The type of proteome analysis used here represents a new analytical tool, which has evolved after recent progress in separation techniques together with improvements in informatics and statistics [5]. CE in on-line combination with MS appears better suited than HPLCMS and SELDI (surface-enhanced laser desorption ionization) to examine complex biological samples, since this technology offers a much higher resolution, is robust, faster and shows higher reproducibility. The sensitivity towards interfering matrix compounds such as salts or non-volatile buffers is overcome by reversed-phase chromatography prior to analysis. This has resulted in a reproducible and fast adaptation of biological samples for CEMS and a minimum loss of polypeptides during the preparation [4]. Recently, a direct comparison of SELDI with CEMS showed that substantially more biomarkers were detected after CEMS analysis of the same samples [9].

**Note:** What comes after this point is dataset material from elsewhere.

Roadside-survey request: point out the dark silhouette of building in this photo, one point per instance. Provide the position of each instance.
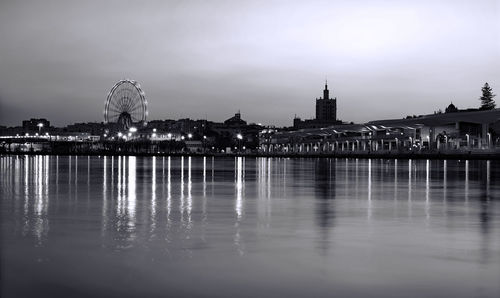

With more classical analytical approaches, the choice of molecules to be studied is limited and hence almost unavoidably leads to a biased search influenced by the researcher's views. With proteome analysis, it becomes possible to analyse all peptides within a given range. Depositing and storing all data in a database allows unravelling of potentially interesting data even years after they have been generated. In this way, the limits created by the application of current methods for the study of the proteome can be overcome at a later stage based on new information and/or new statistical approaches.
Proteome analysis is especially helpful in the recognition of markers and/or causative factors of specific diseases. It has been used for identification of markers of carcinoma, e.g. prostate carcinoma [10].
Although the proteomic approach might be helpful in a range of renal conditions as well, publications displaying the possibilities of this technique in this area have been very scanty as yet, apart from a number of publications in renal cancer research [1113], an analysis of normal urine [14], the search for enhancers of glomerular permeability in focal and segmental glomerulosclerosis [15] and the identification of urinary factors excreted in the context of cyclosporin toxicity [16].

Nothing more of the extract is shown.